Although African genetic sequences show much greater diversity than those now endemic in Europe or Asia, apparently members of only one of these thirteen clans emigrated from Africa in the crucial exodus of 60 000–80 000 years ago (Oppenheimer argues it was 80 000 years ago; Shreeve and Morris favour dates as recently as 40 000 years ago) and their descendants have peopled the rest of the world (Wells, 2006, 277).
The survival, back in Africa, of thirteen still-identifiable clans might well suggest that far from Africans constituting ‘a homogeneous pure black race’ (Shavit, 2001, 146), of whom the Egyptians were an unproblematic part, the prototypical peoples of Africa actually diversified far earlier and may have kept apart for far longer than their coevals in the rest of the world.

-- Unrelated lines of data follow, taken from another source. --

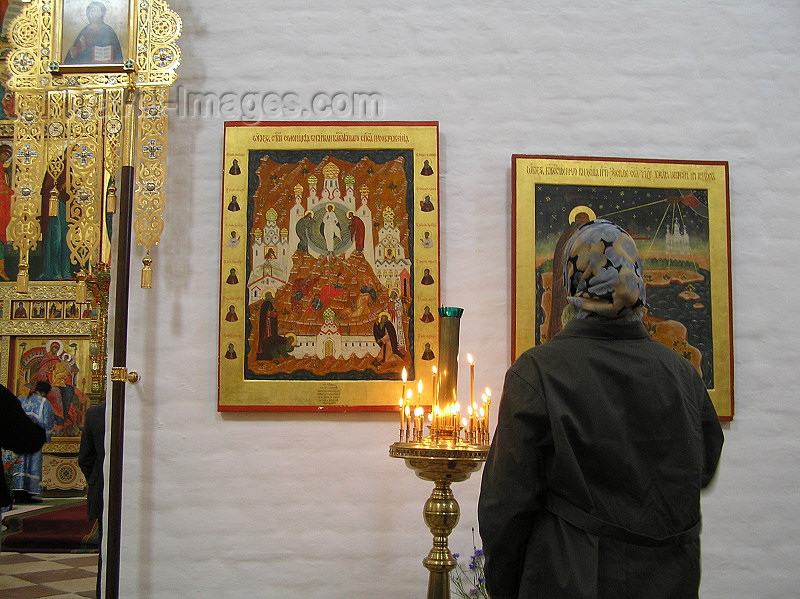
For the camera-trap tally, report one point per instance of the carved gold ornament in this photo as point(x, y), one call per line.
point(76, 66)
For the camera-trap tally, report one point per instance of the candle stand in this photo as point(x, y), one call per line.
point(444, 456)
point(442, 463)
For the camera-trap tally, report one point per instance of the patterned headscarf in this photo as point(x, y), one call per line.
point(603, 270)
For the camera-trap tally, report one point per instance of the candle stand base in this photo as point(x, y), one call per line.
point(442, 463)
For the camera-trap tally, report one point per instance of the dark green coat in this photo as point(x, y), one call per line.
point(619, 429)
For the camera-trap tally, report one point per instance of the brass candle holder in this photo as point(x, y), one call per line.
point(444, 456)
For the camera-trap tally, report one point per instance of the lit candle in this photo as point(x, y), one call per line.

Large sections of Africa’s indigenous populations may be only remotely related to the African Pleistocene peoples from among whom came the crucial ‘out of Africa’ migration. Oppenheimer’s findings show that the hunter-gatherer peoples who once inhabited the whole eastern part of Africa from north to south and who, as we have seen, may have provided the root stock of non-African humanity, probably became distinctive from their West African counterparts as long as 140 000–190 000 years ago (Oppenheimer, 2003, 40 and Appendix I). In other words, there is a greater genetic difference between the ancient hunter-gatherer populations of eastern and southern Africa and the ‘broad African’ populations of West Africa than between any other human group on earth.
It has clearly become unsatisfactory to subsume such substantially separate identities under a single pan-African rubric of ‘Negroid’, as J. Ki-Zerbo does in his ‘Editorial Note’ to the first volume of the UNESCO General History of Africa (1981, 276–279), and which S.O.Y. Keita finds an unacceptable ‘product of philosophical idealism’ (1992, 247). To argue that Africa is inhabited by only ‘two major “racial” groups … living on either side of the Sahara’, the ‘Arab-Berber group’ and the ‘Negro group’, and, furthermore, to advocate ‘the basic genetic unity of [all] peoples south of the Sahara … settled over a very vast area stretching from South Africa as far as the northern part of the Sahara’ (Ki-Zerbo 268–269), may be politically astute, but is so generalised as to be meaningless, quite apart from flying in the face of the genetic evidence. It also tells us nothing about ancient Egyptians, who lived neither south nor north of the Sahara.
Africa has for aeons been inhabited by people who range from smaller, light-skinned, gracile-featured hunter-gatherer peoples to the very different, more robust, black-skinned, heavily featured Negroid peoples; to assign them all to a ‘basic genetic unity’ is no more illuminating than to consign, say, the French and the Chinese to the same gene pool.
We are dealing here with two sets of very different albeit interrelated questions. One set is historical, genetic, ethnographic and archaeological; the other is mythographic, circumstantial and political.